The farm where we buy 1000-pound totes of pig feed also supplies chicken feed, but we bought chicken feed from them once and all our chickens stopped laying a few weeks later. We don’t know if the protein level in the feed wasn’t high enough or what, but we went back to buying 40-pound bags at the farm store. We can’t keep as much on hand that way, but 4-6 bags will keep us for a couple of weeks.
The farm store, I discovered, has online ordering. Not only does does their website tell me what is in stock and how much of it they have, but it’s quick and easy to use. They were sold out of the feed we usually buy (16% protein) but had a slightly richer formulation in stock (18%), so I ordered four bags of feed and two of scratch grains. The scratch grains are a treat and we don’t go through them as quickly.

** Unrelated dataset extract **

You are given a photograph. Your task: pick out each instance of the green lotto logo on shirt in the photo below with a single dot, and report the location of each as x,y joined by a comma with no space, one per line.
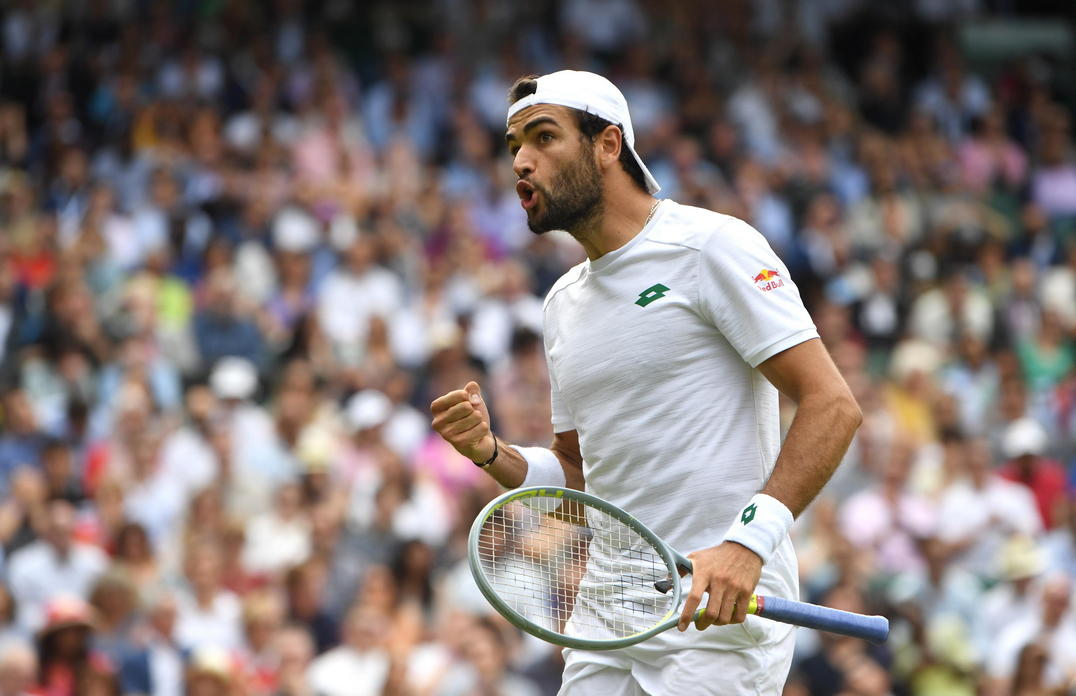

Online ordering from the grocery store was a different story. My preferred grocery store is Super 1. There are two in Kalispell. One is the Evergreen store (closest to us on the east side of town) and the other is known as the “downtown” store, a name which makes me laugh. They’ve had online ordering for some months now, so on Wednesday afternoon, I went to their website to see how to access it. I was directed to an another website/app with a list of stores—none of which was either of the Super 1 stores where I shop.
Not an auspicious beginning.
It took me about five minutes of fiddling with the search function to bring up all the Super 1 stores in the Pacific Northwest and then drill down to find ours. Once I was in the correct store, I started searching for what I needed, only to discover that some of the items listed as being on sale in the weekly ad were not on sale in the app.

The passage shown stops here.